Voilà l'histoire de Lia. Je me suis laissé entraîner à la conter un peu longuement parce qu'on n'est jamais mieux servi que par soi-même. Dans quelle mesure j'ai réussi à donner à cette histoire la forme dramatique; si elle est vraisemblable, si elle est cohérente, si elle est intéressante, si j'ai su y introduire, comme je l'eusse désiré, le _maximum_ d'analyse morale que supporte le théâtre, je l'ignore et je m'en remets à quelques-uns,--pas à tous, oh! non, du soin d'en décider.
Un éminent critique romantique,--qui semble avoir pris pour criterium de la valeur des pièces la somme de vigueur génésique dépensée par les personnages,--souhaitait tour à tour, en rendant compte de _l'Aînée_, que Lia s'abandonnât totalement aux bras de l'officier bleu, et qu'elle se noyât dans le lac. Je n'ai rien à répondre, sinon que je n'y ai pas songé et que, ayant voulu très expressément montrer une fille chaste et croyante, il m'était vraiment bien difficile d'accueillir l'idée soit de cette chute, soit de ce suicide.

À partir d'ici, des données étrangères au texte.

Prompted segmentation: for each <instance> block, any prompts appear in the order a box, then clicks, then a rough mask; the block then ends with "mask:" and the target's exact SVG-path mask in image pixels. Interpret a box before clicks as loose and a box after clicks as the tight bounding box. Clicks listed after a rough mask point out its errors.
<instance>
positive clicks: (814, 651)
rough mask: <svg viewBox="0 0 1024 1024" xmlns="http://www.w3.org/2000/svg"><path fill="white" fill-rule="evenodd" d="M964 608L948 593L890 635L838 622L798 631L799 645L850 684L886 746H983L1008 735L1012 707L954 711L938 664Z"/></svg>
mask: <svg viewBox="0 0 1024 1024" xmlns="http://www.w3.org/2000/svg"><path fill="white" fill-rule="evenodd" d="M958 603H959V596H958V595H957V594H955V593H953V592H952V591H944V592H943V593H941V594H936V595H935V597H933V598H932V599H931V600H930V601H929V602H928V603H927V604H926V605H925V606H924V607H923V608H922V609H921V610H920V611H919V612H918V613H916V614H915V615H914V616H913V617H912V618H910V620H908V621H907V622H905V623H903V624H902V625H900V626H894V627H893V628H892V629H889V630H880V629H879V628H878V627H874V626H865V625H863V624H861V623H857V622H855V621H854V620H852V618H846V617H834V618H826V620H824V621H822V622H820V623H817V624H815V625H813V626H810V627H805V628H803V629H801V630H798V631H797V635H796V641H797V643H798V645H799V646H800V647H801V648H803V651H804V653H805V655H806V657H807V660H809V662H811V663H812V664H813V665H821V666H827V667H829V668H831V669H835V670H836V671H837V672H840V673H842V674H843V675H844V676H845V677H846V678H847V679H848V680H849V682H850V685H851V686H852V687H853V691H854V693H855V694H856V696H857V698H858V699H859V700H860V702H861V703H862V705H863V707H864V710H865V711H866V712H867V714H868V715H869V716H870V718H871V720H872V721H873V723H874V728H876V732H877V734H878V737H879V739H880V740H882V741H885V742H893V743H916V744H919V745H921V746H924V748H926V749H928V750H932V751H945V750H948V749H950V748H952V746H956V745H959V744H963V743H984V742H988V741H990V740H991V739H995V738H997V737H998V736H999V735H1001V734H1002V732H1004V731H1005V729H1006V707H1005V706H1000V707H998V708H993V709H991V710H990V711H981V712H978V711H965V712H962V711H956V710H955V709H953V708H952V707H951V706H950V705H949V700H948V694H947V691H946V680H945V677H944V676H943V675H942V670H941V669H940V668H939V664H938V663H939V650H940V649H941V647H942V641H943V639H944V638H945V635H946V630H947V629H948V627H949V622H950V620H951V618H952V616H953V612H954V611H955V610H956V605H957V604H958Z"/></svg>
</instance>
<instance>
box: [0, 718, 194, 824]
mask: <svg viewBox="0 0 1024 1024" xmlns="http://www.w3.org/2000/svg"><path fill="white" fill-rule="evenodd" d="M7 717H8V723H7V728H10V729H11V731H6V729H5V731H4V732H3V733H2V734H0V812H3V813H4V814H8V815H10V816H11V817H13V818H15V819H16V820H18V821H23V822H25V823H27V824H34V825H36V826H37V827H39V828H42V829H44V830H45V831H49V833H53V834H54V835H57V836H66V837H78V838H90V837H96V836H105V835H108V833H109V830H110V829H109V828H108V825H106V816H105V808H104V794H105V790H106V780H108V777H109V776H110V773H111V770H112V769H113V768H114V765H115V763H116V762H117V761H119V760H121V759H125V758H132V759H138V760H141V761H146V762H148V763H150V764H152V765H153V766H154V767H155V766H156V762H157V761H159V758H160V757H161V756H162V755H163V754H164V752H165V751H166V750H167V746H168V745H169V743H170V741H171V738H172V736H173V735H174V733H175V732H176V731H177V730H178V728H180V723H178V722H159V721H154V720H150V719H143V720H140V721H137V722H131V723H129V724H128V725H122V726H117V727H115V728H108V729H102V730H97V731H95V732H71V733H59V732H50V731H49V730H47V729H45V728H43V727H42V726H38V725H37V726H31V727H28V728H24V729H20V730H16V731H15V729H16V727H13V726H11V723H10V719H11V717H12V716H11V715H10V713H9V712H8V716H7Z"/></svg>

L'histoire de Lia est, comme j'ai dit, toute la pièce. Mais à cette histoire j'ai cherché un «milieu» qui lui fût approprié. Il m'a paru qu'une âme comme celle de Lia, sérieuse et de forte vie intérieure, devait plus vraisemblablement se rencontrer dans le monde protestant. Et c'est de quoi les protestants devraient me remercier. Mon dessein exigeait, en outre, que Lia eût derrière elle toute une bande de petites soeurs, et c'est dans un foyer évangélique qu'elles pouvaient le plus vraisemblablement pulluler.--Mais, d'autre part, l'histoire morale de Lia, telle que j'en avais conçu le développement, impliquait un peu d'égoïsme et d'innocent pharisaïsme chez ses bons parents et, aussi, l'infortune conjugale de son beau-frère le pasteur. Et c'est de quoi j'ai pris mon parti, et de quoi se sont émues certaines personnes «de la religion».